Find the area of quadrilateral ABCD whose vertices are A(−3, −1), B(−2, −4), C(4, −1) and D(3, 4).
[CBSE 2013C]

Answer 1

By joining A and C, we get two triangles ABC and ACD.

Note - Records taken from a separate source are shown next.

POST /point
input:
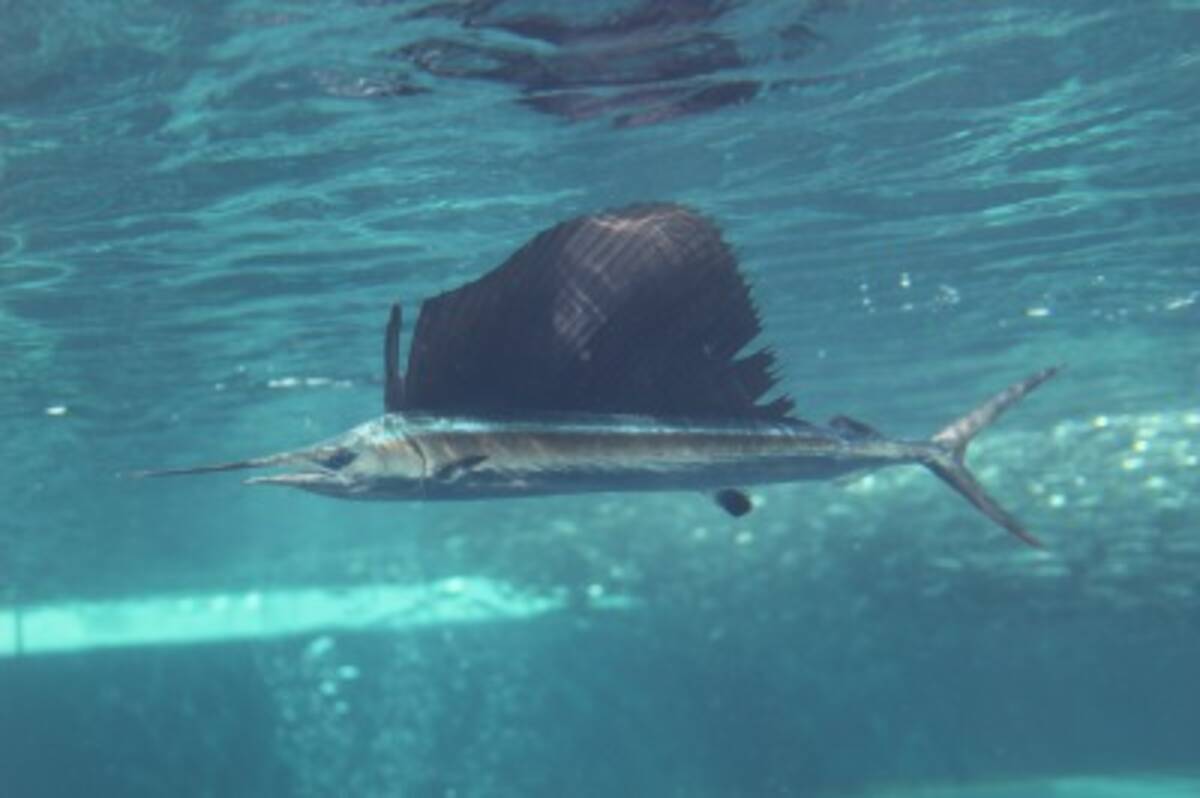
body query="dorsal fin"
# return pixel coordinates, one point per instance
(640, 310)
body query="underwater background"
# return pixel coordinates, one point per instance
(207, 209)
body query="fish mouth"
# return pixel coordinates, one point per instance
(299, 479)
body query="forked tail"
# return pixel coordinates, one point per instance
(946, 455)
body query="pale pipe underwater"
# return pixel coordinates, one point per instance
(604, 355)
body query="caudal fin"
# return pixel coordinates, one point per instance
(946, 456)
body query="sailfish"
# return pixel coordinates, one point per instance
(607, 354)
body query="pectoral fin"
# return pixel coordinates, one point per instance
(733, 502)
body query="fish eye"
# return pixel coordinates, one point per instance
(337, 459)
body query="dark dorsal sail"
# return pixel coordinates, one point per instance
(641, 310)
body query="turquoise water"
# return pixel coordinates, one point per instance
(204, 214)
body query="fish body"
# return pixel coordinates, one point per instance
(431, 457)
(605, 355)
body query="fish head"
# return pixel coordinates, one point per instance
(373, 460)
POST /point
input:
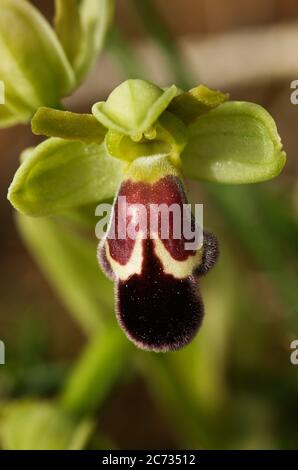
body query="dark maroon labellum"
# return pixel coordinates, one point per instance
(157, 298)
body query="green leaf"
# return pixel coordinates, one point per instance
(195, 102)
(67, 23)
(235, 143)
(33, 65)
(37, 425)
(133, 107)
(95, 18)
(68, 260)
(67, 125)
(7, 117)
(59, 175)
(96, 371)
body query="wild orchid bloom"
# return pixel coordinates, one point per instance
(152, 137)
(157, 298)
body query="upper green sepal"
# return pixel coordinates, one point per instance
(133, 107)
(59, 175)
(33, 65)
(237, 142)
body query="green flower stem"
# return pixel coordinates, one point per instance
(157, 29)
(95, 372)
(175, 402)
(67, 125)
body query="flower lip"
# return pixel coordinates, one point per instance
(133, 107)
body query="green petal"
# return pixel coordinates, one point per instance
(235, 143)
(33, 65)
(133, 107)
(95, 16)
(67, 125)
(67, 23)
(59, 175)
(7, 117)
(37, 425)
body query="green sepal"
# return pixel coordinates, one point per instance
(67, 125)
(167, 137)
(68, 27)
(235, 143)
(133, 107)
(60, 175)
(95, 18)
(33, 66)
(195, 102)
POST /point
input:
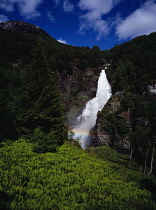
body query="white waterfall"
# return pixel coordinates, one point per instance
(87, 120)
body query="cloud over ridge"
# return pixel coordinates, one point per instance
(141, 21)
(92, 19)
(27, 8)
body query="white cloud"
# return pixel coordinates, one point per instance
(67, 6)
(62, 41)
(3, 18)
(95, 9)
(27, 8)
(141, 21)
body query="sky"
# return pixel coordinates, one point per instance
(104, 23)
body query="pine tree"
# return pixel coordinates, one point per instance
(40, 117)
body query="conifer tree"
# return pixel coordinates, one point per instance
(40, 117)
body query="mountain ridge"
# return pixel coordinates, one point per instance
(17, 25)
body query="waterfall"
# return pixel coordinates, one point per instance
(87, 120)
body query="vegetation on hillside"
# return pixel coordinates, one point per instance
(68, 179)
(131, 72)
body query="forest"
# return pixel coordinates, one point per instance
(40, 168)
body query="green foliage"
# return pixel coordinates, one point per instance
(68, 179)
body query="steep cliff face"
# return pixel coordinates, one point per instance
(77, 89)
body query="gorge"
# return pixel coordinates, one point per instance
(87, 120)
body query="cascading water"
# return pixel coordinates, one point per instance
(87, 120)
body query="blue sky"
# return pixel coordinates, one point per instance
(85, 22)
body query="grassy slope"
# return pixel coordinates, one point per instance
(68, 179)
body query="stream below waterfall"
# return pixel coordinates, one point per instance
(87, 120)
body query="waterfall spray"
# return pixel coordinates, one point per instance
(87, 120)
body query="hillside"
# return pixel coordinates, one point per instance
(68, 179)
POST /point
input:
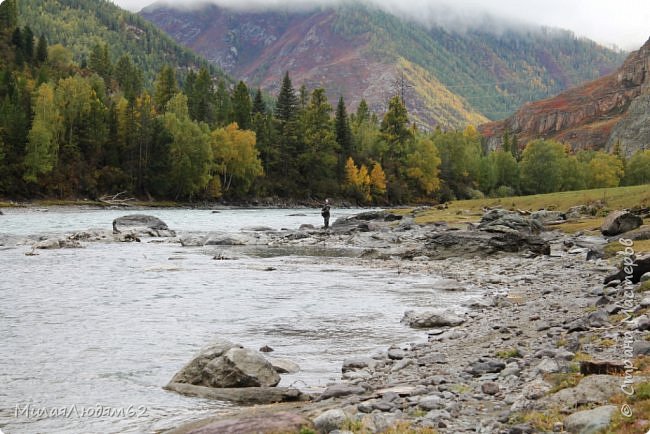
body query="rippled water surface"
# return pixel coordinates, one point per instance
(109, 325)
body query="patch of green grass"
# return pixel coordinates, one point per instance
(640, 246)
(644, 287)
(408, 428)
(461, 388)
(639, 403)
(508, 353)
(540, 421)
(356, 426)
(560, 381)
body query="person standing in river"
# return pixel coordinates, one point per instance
(325, 212)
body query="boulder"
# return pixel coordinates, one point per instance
(240, 367)
(193, 372)
(142, 224)
(57, 243)
(356, 363)
(641, 348)
(590, 421)
(341, 389)
(593, 389)
(330, 420)
(545, 217)
(500, 220)
(431, 319)
(223, 364)
(641, 266)
(283, 366)
(618, 222)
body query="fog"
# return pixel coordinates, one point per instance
(623, 23)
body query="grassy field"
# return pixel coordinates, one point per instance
(459, 213)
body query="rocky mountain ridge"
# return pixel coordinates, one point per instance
(612, 110)
(448, 78)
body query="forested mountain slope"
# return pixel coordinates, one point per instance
(448, 78)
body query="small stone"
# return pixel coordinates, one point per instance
(330, 420)
(383, 406)
(645, 277)
(431, 403)
(396, 354)
(490, 388)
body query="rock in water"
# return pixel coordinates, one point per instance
(240, 367)
(193, 372)
(432, 318)
(618, 222)
(223, 364)
(142, 224)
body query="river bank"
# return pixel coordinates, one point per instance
(509, 361)
(545, 349)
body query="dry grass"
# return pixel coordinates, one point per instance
(471, 210)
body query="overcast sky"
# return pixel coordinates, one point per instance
(625, 23)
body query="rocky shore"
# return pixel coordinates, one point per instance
(546, 349)
(549, 347)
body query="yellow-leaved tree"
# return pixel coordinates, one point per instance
(236, 159)
(357, 181)
(604, 170)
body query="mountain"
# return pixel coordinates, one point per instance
(79, 25)
(600, 114)
(450, 78)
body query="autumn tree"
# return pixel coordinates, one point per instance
(236, 159)
(604, 170)
(190, 151)
(422, 166)
(44, 136)
(542, 166)
(638, 168)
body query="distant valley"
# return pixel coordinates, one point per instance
(448, 79)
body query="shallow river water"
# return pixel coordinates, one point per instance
(89, 332)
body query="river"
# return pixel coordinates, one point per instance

Let $A\left(x_1,y_1\right)=A\left(-3,-1\right),B\left(x_2,y_2\right)=B\left(-2,-4\right),C\left(x_3,y_3\right)=C\left(4,-1\right)\mathrm{and}D\left(x_4,y_4\right)=D\left(3,4\right)$. Then
$$\begin{gathered} \mathrm{Area}\mathrm{of}∆ABC=\frac{1}{2}\left[x_1\left(y_2-y_3\right)+x_2\left(y_3-y_1\right)+x_3\left(y_1-y_2\right)\right] \\ =\frac{1}{2}\left[-3\left(-4+1\right)-2\left(-1+1\right)+4\left(-1+4\right)\right] \\ =\frac{1}{2}\left[9-0+12\right]=\frac{21}{2}\mathrm{sq}.\mathrm{units} \end{gathered}$$
$$\begin{gathered} \mathrm{Area}\mathrm{of}∆ACD=\frac{1}{2}\left[x_1\left(y_3-y_4\right)+x_3\left(y_4-y_1\right)+x_4\left(y_1-y_3\right)\right] \\ =\frac{1}{2}\left[-3\left(-1-4\right)+4\left(4+1\right)+3\left(-1+1\right)\right] \\ =\frac{1}{2}\left[15+20+0\right]=\frac{35}{2}\mathrm{sq}.\mathrm{units} \end{gathered}$$
So, the area of the quadrilateral ABCD is $\frac{21}{2}+\frac{35}{2}=28\mathrm{sq}.\mathrm{units}$ sq. units.